“CB-103 represents a UNIQUE example of small molecule drug that selectively inhibits transcription of specific genes by interacting selectively at the level of an oncogenic transcription factor, and thus the gene expression machine (contrary to the epigenetic approaches!)”
Dr. Doriano Fabbro, Scientific Advisory Board Member
The NOTCH signaling pathway plays a central role in cell differentiation, growth and stem cell maintenance. It is tightly regulated at cellular and tissue microenvironment levels. When the NOTCH pathway is inappropriately activated by genetic lesions, it becomes a major driver for NOTCH-dependent cancers and can cause resistance to standard of care treatment. Over 250´000 patients are annually diagnosed with NOTCH dependent cancers, with no specific therapy available to date.
Lead development candidate CB-103 is a small molecule, first-in-class, oral pan-NOTCH inhibitor. CB-103 is selectively blocking NOTCH pathway activation related gene transcription through binding to a NOTCH specific protein in the transcription factor complex. The blockade occurs by protein-protein interaction inhibition with a binding site critical for the assembly of the NOTCH transcription complex. This is a unique mode of action, which allows blocking NOTCH signaling independently of the genetic lesions which have activated the pathway. Cellestia has received regulatory approval to start clinical development with CB-103 in a first-in-human study Phase l – lla study investigating safety (Ph l) and preliminary single agent efficacy (Ph lla) of CB-103 in patients with advanced solid cancers and haematological malignancies.
CB-103 pre-clinical “proof of concept” has been achieved, with efficacy demonstrated in vitro as well as in vivo in various animal models, e.g. triple negative breast cancer and T-cell acute lymphoblastic leukaemia (T-ALL) models.
Most importantly, anti-leukemic efficacy was shown for CB-103 alone and in combination with various chemotherapy regimen, eliminating leukemic cells from patients-derived blood samples. In pre-clinical studies CB-103 is very well tolerated at pharmacologically efficacious doses in mouse, rat and dog. It has excellent drug-like properties, e.g. rapid uptake and distribution after oral dosing. It is metabolized and excreted readily, with a relatively short half-life, allowing repeat dosing.
Cellestia is integrating the development of CB-103 with the development of a product specific multi-target biomarker program, to ensure selection of appropriate patients with NOTCH driven cancers for treatment only. This personalized medicine approach will ensure only the appropriate patients being treated. This biomarker program is already implemented at VHIO, Barcelona. This ongoing biomarker program will be complemented by development of Cellestia’s proprietary biomarkers program.

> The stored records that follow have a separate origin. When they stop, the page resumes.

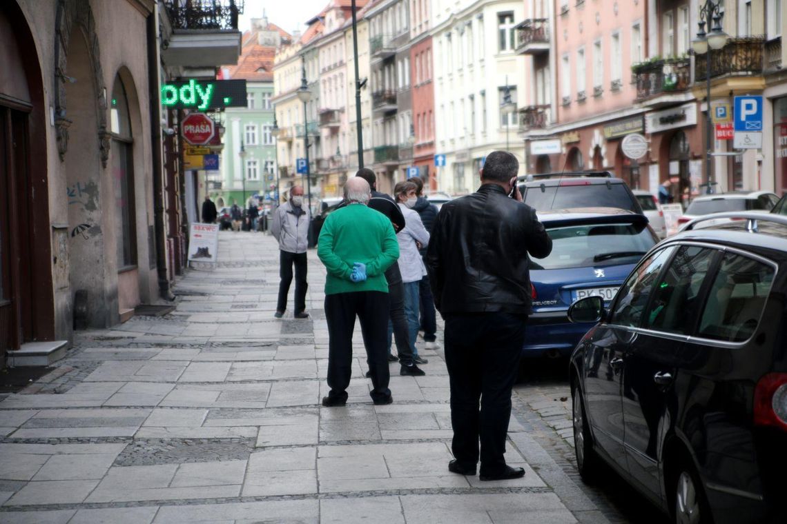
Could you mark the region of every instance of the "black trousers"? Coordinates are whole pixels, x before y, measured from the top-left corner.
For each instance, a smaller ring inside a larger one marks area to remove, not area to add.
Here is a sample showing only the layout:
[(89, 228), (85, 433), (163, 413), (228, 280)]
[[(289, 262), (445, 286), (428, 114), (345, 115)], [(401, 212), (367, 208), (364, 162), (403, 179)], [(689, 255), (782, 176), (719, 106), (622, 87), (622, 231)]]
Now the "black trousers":
[(353, 332), (355, 318), (366, 347), (371, 372), (371, 400), (379, 402), (390, 397), (388, 389), (388, 293), (357, 291), (325, 295), (325, 320), (328, 324), (328, 396), (347, 398), (347, 387), (353, 373)]
[(452, 451), (461, 465), (475, 467), (480, 438), (481, 475), (494, 475), (505, 467), (511, 391), (527, 320), (524, 315), (499, 312), (445, 315)]
[(282, 280), (279, 284), (279, 301), (276, 311), (287, 309), (287, 293), (293, 281), (293, 265), (295, 265), (295, 313), (301, 313), (306, 309), (306, 254), (279, 251), (279, 276)]

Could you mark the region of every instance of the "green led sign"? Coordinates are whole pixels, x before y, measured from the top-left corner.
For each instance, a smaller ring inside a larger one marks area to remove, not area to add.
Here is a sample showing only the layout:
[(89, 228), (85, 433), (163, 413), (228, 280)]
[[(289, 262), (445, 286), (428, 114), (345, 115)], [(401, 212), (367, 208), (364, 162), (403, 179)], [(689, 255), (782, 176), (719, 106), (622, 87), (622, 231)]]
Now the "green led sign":
[(161, 104), (176, 109), (246, 107), (246, 80), (195, 80), (161, 86)]

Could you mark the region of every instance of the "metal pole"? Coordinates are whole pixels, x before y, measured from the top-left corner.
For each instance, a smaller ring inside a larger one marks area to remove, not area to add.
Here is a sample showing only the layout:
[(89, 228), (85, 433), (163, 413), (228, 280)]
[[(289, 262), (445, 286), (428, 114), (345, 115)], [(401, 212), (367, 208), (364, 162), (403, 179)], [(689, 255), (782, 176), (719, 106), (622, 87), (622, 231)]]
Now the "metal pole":
[(358, 27), (355, 14), (355, 0), (353, 6), (353, 55), (355, 58), (355, 127), (358, 137), (358, 169), (364, 167), (364, 126), (360, 120), (360, 78), (358, 72)]

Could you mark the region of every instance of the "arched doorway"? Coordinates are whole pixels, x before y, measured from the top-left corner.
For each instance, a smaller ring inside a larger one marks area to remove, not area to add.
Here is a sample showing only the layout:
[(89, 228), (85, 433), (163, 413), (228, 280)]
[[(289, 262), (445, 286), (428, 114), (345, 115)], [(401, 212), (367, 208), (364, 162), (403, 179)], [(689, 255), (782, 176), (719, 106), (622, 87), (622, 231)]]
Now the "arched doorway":
[(6, 350), (54, 338), (43, 84), (35, 42), (15, 2), (0, 5), (0, 63), (2, 368)]
[(549, 155), (539, 155), (536, 159), (536, 173), (552, 173), (552, 160)]
[(585, 159), (579, 148), (571, 148), (566, 156), (566, 168), (570, 171), (581, 171), (585, 169)]
[(669, 176), (678, 177), (678, 188), (671, 186), (673, 201), (680, 202), (685, 208), (691, 195), (691, 180), (689, 174), (689, 140), (685, 133), (678, 131), (670, 141)]

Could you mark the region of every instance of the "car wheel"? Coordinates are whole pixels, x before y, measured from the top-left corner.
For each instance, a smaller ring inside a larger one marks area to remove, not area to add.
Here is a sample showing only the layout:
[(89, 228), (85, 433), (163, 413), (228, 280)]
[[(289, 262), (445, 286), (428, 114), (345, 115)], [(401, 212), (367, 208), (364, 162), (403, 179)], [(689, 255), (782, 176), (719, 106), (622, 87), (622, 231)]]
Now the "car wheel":
[(582, 478), (582, 481), (589, 483), (593, 482), (598, 464), (590, 438), (590, 427), (585, 413), (582, 392), (578, 384), (574, 386), (572, 397), (571, 418), (574, 421), (574, 452), (577, 458), (577, 469), (579, 470), (579, 476)]
[(675, 481), (675, 522), (703, 524), (711, 522), (710, 508), (694, 468), (682, 463)]

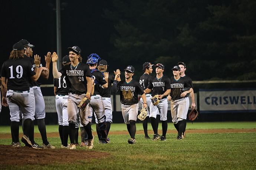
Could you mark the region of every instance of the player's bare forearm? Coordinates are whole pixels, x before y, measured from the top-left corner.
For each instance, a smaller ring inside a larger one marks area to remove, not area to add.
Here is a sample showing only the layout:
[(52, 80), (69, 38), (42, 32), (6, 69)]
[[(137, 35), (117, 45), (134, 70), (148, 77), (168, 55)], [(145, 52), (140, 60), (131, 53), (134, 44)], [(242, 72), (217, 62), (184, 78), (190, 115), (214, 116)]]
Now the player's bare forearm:
[(147, 88), (144, 91), (144, 92), (146, 94), (148, 94), (151, 92), (151, 89), (149, 89)]
[(57, 68), (57, 62), (52, 62), (52, 74), (54, 78), (59, 78), (61, 76), (62, 74), (58, 71)]
[(142, 105), (142, 108), (147, 108), (147, 98), (146, 98), (146, 94), (144, 93), (143, 94), (141, 95), (141, 98), (143, 100), (143, 105)]

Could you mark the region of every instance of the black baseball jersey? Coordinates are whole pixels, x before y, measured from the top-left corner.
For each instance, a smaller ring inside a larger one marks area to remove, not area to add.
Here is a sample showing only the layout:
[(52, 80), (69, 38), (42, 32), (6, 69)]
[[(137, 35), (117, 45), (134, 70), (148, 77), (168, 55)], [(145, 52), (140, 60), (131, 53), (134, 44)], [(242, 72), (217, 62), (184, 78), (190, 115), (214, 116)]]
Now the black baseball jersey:
[(59, 72), (62, 76), (66, 76), (66, 81), (69, 91), (86, 93), (87, 91), (86, 77), (92, 77), (88, 64), (80, 62), (74, 67), (70, 64), (63, 67)]
[(140, 83), (133, 79), (128, 83), (125, 79), (121, 80), (117, 84), (113, 84), (113, 92), (116, 93), (120, 91), (120, 100), (121, 103), (125, 105), (132, 105), (139, 102), (138, 94), (144, 94)]
[(162, 95), (166, 90), (171, 88), (170, 79), (168, 77), (164, 75), (159, 79), (155, 76), (150, 81), (148, 88), (152, 89), (152, 96), (156, 95)]
[(59, 78), (54, 79), (54, 86), (57, 87), (56, 94), (60, 95), (68, 95), (68, 88), (67, 86), (66, 76)]
[(186, 79), (182, 77), (180, 77), (178, 80), (176, 80), (174, 76), (173, 76), (170, 79), (171, 84), (171, 93), (170, 95), (171, 97), (172, 100), (178, 100), (182, 98), (180, 94), (182, 93), (181, 89), (185, 87), (191, 88), (190, 85), (187, 82)]
[(108, 75), (108, 88), (104, 89), (101, 88), (101, 96), (103, 98), (110, 98), (111, 96), (111, 92), (110, 90), (111, 86), (113, 83), (114, 82), (115, 79), (115, 76), (112, 74)]
[[(185, 79), (186, 80), (187, 80), (187, 82), (188, 83), (190, 84), (190, 87), (191, 87), (191, 88), (192, 88), (192, 89), (194, 89), (194, 87), (193, 87), (193, 84), (192, 83), (192, 80), (188, 76), (187, 76), (187, 75), (185, 75), (182, 77)], [(186, 96), (185, 96), (185, 97), (188, 97), (189, 96), (189, 94), (187, 94), (186, 95)]]
[(103, 73), (96, 69), (92, 69), (91, 71), (92, 77), (94, 78), (94, 93), (93, 95), (100, 95), (102, 85), (106, 83)]
[(23, 58), (7, 60), (1, 70), (1, 76), (7, 80), (7, 89), (16, 91), (29, 90), (28, 79), (35, 74), (31, 63)]
[(140, 78), (140, 84), (143, 90), (145, 90), (148, 88), (150, 81), (152, 78), (152, 76), (148, 74), (145, 73), (142, 75)]

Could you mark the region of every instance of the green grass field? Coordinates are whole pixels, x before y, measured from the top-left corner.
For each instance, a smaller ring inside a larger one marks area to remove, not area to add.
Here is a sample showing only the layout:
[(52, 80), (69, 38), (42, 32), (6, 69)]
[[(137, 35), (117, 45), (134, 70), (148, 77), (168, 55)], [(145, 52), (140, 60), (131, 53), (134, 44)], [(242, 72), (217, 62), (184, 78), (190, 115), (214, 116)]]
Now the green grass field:
[[(168, 125), (168, 129), (174, 129), (171, 124)], [(93, 126), (93, 129), (95, 128)], [(160, 125), (160, 129), (161, 127)], [(256, 122), (188, 123), (187, 127), (187, 129), (255, 129)], [(47, 126), (46, 128), (47, 132), (58, 132), (56, 125)], [(142, 125), (138, 123), (137, 130), (142, 129)], [(37, 128), (35, 127), (35, 130), (37, 133)], [(111, 130), (126, 130), (126, 127), (124, 124), (113, 124)], [(10, 133), (10, 127), (0, 126), (0, 132)], [(109, 135), (110, 143), (99, 144), (95, 140), (92, 149), (109, 153), (110, 157), (64, 164), (22, 166), (0, 165), (0, 169), (256, 169), (256, 133), (191, 133), (187, 134), (186, 138), (182, 140), (175, 140), (176, 135), (168, 134), (166, 141), (155, 142), (144, 139), (143, 135), (136, 135), (137, 142), (132, 145), (127, 142), (129, 135)], [(42, 143), (41, 139), (35, 139), (36, 142)], [(57, 146), (57, 149), (60, 148), (59, 138), (50, 138), (49, 140), (53, 145)], [(10, 144), (11, 141), (11, 139), (1, 139), (0, 144)], [(78, 149), (86, 150), (82, 147)]]

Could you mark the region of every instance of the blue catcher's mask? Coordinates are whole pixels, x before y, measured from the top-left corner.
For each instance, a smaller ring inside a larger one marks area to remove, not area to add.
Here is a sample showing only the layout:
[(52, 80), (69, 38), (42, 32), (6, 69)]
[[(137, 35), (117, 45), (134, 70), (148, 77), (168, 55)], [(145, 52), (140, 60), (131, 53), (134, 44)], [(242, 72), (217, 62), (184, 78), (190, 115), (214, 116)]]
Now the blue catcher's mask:
[(99, 60), (101, 60), (101, 58), (96, 54), (92, 53), (88, 57), (88, 60), (86, 64), (95, 64), (98, 62)]

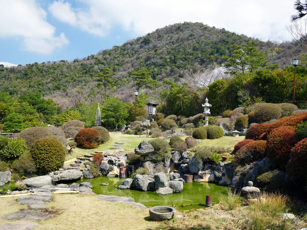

The elucidation of the novel mode of action of CB-103 has been achieved using multiple approaches, combining co-crystallization data, in silico docking, site directed mutagenesis, modulating sensitivity to CB-103 and biochemical and cell biological techniques. The outcome of this work has yielded an exact understanding of the mode of action of CB-103. Based on this know-how, novel protein-protein interaction inhibitors have been designed targeting additional indications.